A este nuevo oprobio se han sumado durante los últimos días más casos de financiamiento de campañas por parte de empresas. En esta oportunidad, han sido, otra vez, las pesqueras ya acusadas de comprar políticos para la aprobación de la infame ley de pesca cual traje a la medida para la rentabilidad corporativa. Sebastián Piñera, Raúl Súnico (ex subsecretario de Pesca, Jacqueline van Rysselberghe, presidenta de la UDI y el factótum del PS Camilo Escalona aparecen en esta oscura lista.
Suma, y sigue. Durante el verano aparecieron filtraciones en la revista brasileña Veja sobre supuestos vínculos, la arista chilena, entre el caso Lava Jato y la campaña electoral de Michelle Bachelet. Decimos la arista chilena, ya que los financiamientos de empresas brasileñas a políticos han involucrado a doce países países latinoamericanos y algunos africanos. A diferencia de Perú, Brasil, Colombia o Argentina, con políticos que le vendieron servicios a la mega constructora Odebrecht, en Chile las sondas van por la constructora OAS, con inversiones en el futuro puente Chacao, y la campaña de la Nueva Mayoría y el PRO de Marco Enriquez Omimani.

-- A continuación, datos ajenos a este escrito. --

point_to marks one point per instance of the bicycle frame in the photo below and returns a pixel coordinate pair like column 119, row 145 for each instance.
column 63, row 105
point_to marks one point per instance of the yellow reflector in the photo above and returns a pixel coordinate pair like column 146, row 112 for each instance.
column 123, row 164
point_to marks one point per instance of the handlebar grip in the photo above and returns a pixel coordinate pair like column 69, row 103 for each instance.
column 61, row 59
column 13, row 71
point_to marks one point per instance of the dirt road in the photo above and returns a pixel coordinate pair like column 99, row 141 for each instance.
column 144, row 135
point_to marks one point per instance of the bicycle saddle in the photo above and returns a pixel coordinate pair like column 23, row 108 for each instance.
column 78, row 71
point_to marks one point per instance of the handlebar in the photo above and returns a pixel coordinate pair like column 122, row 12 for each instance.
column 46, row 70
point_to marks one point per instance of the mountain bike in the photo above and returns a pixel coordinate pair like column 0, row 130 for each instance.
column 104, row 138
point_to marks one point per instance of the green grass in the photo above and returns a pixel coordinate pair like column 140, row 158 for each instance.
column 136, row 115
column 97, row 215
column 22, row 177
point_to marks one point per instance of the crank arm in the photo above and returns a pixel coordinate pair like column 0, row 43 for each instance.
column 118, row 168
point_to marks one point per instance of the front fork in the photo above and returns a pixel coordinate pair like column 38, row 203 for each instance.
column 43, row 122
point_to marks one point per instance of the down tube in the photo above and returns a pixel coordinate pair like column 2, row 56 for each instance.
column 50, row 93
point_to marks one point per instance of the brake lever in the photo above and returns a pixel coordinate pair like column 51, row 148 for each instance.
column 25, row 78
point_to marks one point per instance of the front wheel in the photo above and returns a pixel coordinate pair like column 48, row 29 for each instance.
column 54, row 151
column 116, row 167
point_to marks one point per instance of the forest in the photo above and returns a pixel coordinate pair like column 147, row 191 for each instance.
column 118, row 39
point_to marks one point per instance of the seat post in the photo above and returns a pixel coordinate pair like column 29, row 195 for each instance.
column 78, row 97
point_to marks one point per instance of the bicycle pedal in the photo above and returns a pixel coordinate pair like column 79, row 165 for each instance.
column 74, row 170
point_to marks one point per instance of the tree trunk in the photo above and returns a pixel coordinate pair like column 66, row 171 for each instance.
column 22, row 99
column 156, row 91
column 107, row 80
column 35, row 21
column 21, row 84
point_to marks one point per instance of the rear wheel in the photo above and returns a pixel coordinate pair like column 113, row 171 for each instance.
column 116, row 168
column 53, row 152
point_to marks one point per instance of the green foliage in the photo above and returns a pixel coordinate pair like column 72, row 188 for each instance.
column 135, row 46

Hablamos de una catástrofe política nacional, pero también regional. Porque si en Chile la clase política chapotea en la alcantarilla, la magnitud del escándalo Odebrecht apunta a convertirse en la lápida final que sepultará a los últimos gobiernos latinoamericanos, desde conservadores, neoliberales a socialdemócratas de múltiples matices. Si ya el descrédito de las democracias de la región toca sus niveles máximos, expresado ya sea por altos niveles de abstención, por sondeos de opinión pública o por medios directos como una frecuente y persistente movilización social, el mega escándalo de corrupción simplemente aparece como una constatación y confirmación de todas las hipótesis. Con Odebrecht los políticos tradicionales latinoamericanos alcanzan un grado de confianza cero. Con OAS, la corrupción podría llegar en Chile hasta el mismo corazón del presente gobierno.
Todos estos casos, y cada uno de ellos, son una muestra más de un sistema destrozado por sí mismo e incapaz de restauración. Las democracias representativas sólo responden al poder de las corporaciones y de las elites ancladas en el poder. La ciudadanía organizada, hasta el momento bastante huérfana de representantes políticos, ha de buscar sus propias y nuevas vías de representación política. Para ello será necesario la demolición. Haciendo uso de una expresión algo manida, poner en marcha la retroexcavadora.